そう言って倉鍵はカウンターからタオルを取り出すと南斗に投げつける。


「噓! シャワーあるの? 行く、行く!」

タオルを受け取った南斗は嬉しそうに作業場の奥へと去っていく。


「現金な奴だな。ほれ、昴、お前の分」


「いいんですか?」

投げられたタオルを受け取りながら昴がたずねる。


「子ども二人を夜の町に追い出すほど鬼じゃねぇよ。野宿よりはマシだろ」

店のシャッターを閉めながらそう言うと、毛布取ってくるな、と倉鍵が作業場を出て行こうとする。


「あの! ありがとうございます!」

その背中に慌ててお礼を言う昴に、大したことじゃねぇよ、と答えながら倉鍵は去っていった。


「……いい人すぎませんか?」

南斗がシャワーに、倉鍵が毛布をとりに、それぞれ作業場からいなくなったことを確認してから、昴がトンボに声を掛ける。


「確かにな。でも、奴らの手先だとしたら、さすがに早すぎねぇか」


 トンボの言葉に昴はうなずく。

トンボが言う『奴ら』とは、ジャスパーたち『仮称楽園計画』の人間のことだ。


 自分たちが修理屋から姿を消したことに彼らが気が付くことも、彼らが追ってくることも時間の問題だとは思っているが、まだ一日もたっていない。

自分たちが北を目指していることは葉室はむろたちにも言っていないし、トンボの言うとおりさすがに気にしすぎだろう。

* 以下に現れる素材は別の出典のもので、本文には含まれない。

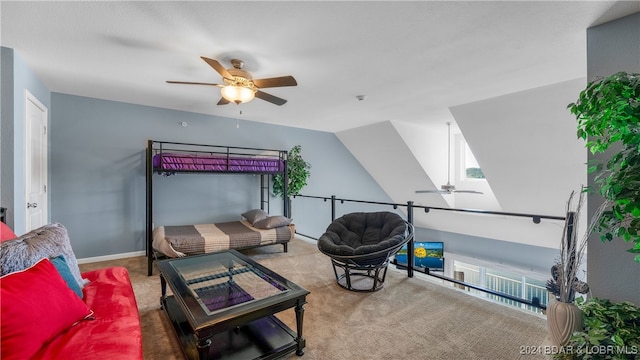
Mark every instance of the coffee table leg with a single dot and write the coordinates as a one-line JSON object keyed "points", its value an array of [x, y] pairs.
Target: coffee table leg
{"points": [[203, 348], [299, 320], [163, 289]]}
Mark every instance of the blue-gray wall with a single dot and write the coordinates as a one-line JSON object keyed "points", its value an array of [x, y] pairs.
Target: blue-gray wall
{"points": [[17, 78], [612, 47], [97, 169]]}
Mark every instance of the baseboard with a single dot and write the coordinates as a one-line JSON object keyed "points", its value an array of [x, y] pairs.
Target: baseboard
{"points": [[111, 257]]}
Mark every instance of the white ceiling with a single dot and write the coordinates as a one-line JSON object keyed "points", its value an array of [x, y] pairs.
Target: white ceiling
{"points": [[413, 60]]}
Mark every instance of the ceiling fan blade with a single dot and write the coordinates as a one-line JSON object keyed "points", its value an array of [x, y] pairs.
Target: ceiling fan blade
{"points": [[217, 67], [270, 98], [276, 82], [191, 83]]}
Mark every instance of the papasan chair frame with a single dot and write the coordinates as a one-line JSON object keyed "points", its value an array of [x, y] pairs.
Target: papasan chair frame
{"points": [[363, 266]]}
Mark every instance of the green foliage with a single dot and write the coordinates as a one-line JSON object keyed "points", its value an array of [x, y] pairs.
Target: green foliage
{"points": [[298, 172], [474, 173], [611, 331], [608, 114]]}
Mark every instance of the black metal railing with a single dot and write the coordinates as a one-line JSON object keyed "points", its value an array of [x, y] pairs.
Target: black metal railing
{"points": [[410, 206]]}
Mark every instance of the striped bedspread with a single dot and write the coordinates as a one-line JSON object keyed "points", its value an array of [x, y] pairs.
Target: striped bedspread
{"points": [[178, 241]]}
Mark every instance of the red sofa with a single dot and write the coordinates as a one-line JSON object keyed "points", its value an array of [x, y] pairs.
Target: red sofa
{"points": [[112, 331]]}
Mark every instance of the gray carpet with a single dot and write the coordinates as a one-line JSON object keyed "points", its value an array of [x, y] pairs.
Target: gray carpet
{"points": [[409, 318]]}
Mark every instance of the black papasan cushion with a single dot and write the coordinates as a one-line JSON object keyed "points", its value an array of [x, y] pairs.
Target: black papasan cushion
{"points": [[363, 233]]}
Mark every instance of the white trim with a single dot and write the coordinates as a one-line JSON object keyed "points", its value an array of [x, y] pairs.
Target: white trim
{"points": [[111, 257]]}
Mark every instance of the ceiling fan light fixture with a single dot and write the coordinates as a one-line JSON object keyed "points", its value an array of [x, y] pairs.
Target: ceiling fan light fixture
{"points": [[237, 94]]}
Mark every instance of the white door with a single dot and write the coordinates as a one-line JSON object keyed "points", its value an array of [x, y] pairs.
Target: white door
{"points": [[35, 163]]}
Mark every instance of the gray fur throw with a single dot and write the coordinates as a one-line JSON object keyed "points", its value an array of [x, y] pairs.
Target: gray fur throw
{"points": [[46, 242]]}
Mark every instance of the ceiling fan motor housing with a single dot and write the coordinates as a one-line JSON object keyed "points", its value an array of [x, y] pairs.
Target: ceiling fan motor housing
{"points": [[448, 187]]}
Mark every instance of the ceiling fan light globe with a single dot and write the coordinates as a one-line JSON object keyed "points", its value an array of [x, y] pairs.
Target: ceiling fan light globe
{"points": [[237, 94]]}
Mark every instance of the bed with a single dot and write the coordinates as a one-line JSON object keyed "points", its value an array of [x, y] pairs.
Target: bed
{"points": [[172, 158], [178, 241]]}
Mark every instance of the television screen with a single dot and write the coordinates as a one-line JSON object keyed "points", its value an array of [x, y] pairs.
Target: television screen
{"points": [[426, 254]]}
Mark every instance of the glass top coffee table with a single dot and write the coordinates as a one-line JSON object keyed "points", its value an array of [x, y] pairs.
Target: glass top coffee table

「それ以外に俺たちに何か価値があるとも思えねぇしなぁ」

「ですよね」


 南斗も含めて自分たちがお金を持っているようには、お世辞にも見えまい。

あとは、人攫いの線だが、今は男のふりをしている自分は論外だろうし、となると残るはあの南斗だ。


「南斗を見て、攫おうとは思いませんよね」

「本人に聞こえたら、殴られるぞ」


 思わず零れた昴の言葉にトンボがつっこみを入れる。


「まぁ、警戒するに越したことはねぇが、今はありがたくお言葉に甘えようぜ」

「ですね」


 ちょうどシャワーを終えた南斗と入れ替わりに昴も作業場の奥に向かう。


 アンドロイドとは言え、半日地下を走れば土埃もつく。

きっちり防水加工をしてくれた博士に感謝しつつ、昴も汚れを落とした。